Ideally, Spyridon envisions a future where Lower Broadway’s many honky-tonks stand together with “the soul of the city” — the Station Inn, a “preserved” Exit/In, Club Baron and other smaller venues — to ensure that Nashville’s music industry is part of the city’s continued growth.

“This is the easiest fundraiser we’ve ever done and the best story we’ve ever told,” says Spyridon. “We have the right intentions to preserve a community, but it’s important to revitalize it without gentrifying it.”

Jones, the head of the Elks club, notes that the lodge has served the community for nearly a century.

“As much as this space has hosted concerts, it has also served meals, provided support for youth sports teams, and every other Wednesday allowed some amazing Black Nashville residents – doctors, lawyers, business people and more – to come together to keep our community strong and united,” he says.

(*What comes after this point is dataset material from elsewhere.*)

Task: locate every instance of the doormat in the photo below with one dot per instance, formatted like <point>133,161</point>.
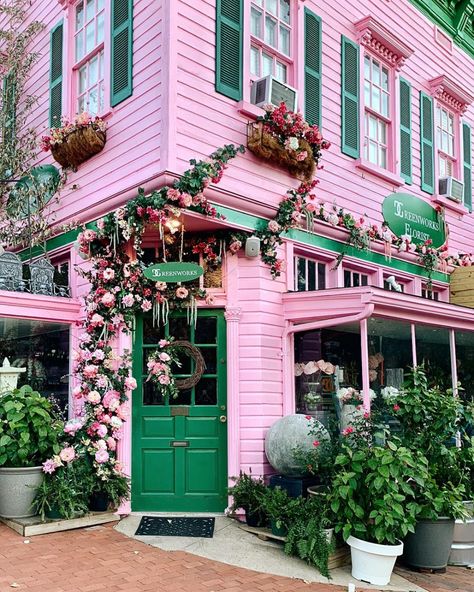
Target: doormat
<point>177,526</point>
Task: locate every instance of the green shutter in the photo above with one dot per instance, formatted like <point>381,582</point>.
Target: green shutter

Discovering the synergy between serving Nashville as an economic juggernaut and a just, diverse community that is bigger than hearing live music in independent spaces, via Club Baron’s potential success, is Music City’s most important goal.

There is no definitive reopening date for the Elks Lodge as a performance venue, although Jones hopes to host Fisk University homecoming events in the fall as the venue continues more extensive renovations.

Nashville Convention and Visitors Corp. has provided a link for interested parties to donate to the Elks Lodge #1102/Club Baron campaign at www.visitmusiccity.com/clubbarondonation.